Generations of lobster fishermen are the norm, as the ‘art of fishing lobster’ is handed down through families in Maine.  Alex’s license came from his great grandfather, when he was just 6 years old, and at the time it was an open fishery.  Today with a waiting list for licenses, the Maine apprenticeship program allows children to bypass the list if they complete the program and apply for a license by age 18.   Alex’s two sons, age 12 and 15, are now in the program and also have their own lobster boat.

“It’s just in the blood.”  With a long lineage and family network of maritime fisherman, Alex’s own father hauled lobster and several other species to make ends meet.

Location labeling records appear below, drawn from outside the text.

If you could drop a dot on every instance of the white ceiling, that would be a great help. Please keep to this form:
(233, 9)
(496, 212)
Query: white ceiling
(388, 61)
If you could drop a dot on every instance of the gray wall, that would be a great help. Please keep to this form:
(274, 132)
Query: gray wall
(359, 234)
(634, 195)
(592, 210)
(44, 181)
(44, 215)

He would sell herring to the local factory and return home with canned sardines for Alex to use as lobster bait. For generations of families, lobster can be a true love affair.

It’s a Family Affair on Scenic Orr’s Island, Maine

Meet Captain Chuck!

Lobster fishing is a way of life and often a family affair.  On Orr’s Island, which is connected to another larger island by bridge, Chuck has a mother, wife and 2 daughters that work at the local island restaurant (serving countless lobster rolls to locals and tourists alike.)  This family involvement of several, if not all family members, in the business of lobster, can be witnessed among hundreds of ocean harbors along the eastern seaboard.   Local employment is driven by fisheries, and in this delicious case, the wild caught fishery of lobster.

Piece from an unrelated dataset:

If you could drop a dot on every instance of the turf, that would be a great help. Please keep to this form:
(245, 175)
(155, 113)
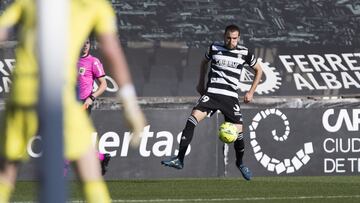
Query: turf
(261, 189)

Chuck, like many lobster fishermen is found selling a portion of his catch fresh from the boat.  Like a farmer’s fruit stand on a scenic country road, nautical settings like Orr’s Island, offer hungry customers, the opportunity to know exactly who caught dinner.  In this case it’s our hero, and each day, his family sells live lobster from a wharf in front of their home.  This flash sale opens for a whopping “one half hour” each afternoon.  Now that’s island living!

Located in Casco Bay and the Gulf of Mane, the small group of islands that make up Chuck’s community consists of 300 – 400 lobster fishermen in the surrounding waters.  They rely on the sea for their livelihood, as did the generations of fishermen who frequented the fish shack, photographed above with our hero.  Having stood the test of time for over 200 years, the shack and  surrounding land have been put into a special trust.  The protective trust names commercial fishermen as the focus and honors a long line of fishermen and future generations to come.

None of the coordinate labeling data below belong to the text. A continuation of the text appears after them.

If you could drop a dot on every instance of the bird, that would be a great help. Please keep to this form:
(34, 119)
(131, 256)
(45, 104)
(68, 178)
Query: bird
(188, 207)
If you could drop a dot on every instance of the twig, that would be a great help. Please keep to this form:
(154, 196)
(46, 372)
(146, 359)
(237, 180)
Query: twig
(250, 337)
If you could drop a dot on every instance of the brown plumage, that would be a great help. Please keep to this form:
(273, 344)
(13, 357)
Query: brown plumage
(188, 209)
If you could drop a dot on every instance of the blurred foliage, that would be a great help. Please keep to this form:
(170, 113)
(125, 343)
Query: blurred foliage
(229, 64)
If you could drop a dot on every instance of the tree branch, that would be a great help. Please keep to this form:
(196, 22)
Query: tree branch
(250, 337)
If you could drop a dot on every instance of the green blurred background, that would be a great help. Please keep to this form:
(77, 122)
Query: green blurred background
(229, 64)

Learn more about the Maine lobsterman – Loves what he does

Captain John, Lobster Fisherman

A father of five, John is quick to say he choose the simple life but the “ simple life is not so simple.”  His family and lobster business keep him extremely busy.  As an active lobster fisherman, John is also the President of a marketing co-op called Calendar Islands.  It’s rare to see John without a smile, his love for life is written all over his face.

John is one of the lobster fishermen with independent lobster boats who make up Calendar Island’s co-op.  Each of the lobstermen owns a piece of the company providing ownership of the process from boat to plate.  Calendar Islands helps to turn the lobster caught by John and his fellow fishermen into gourmet, ready-to-eat lobster delights found in local USA supermarkets.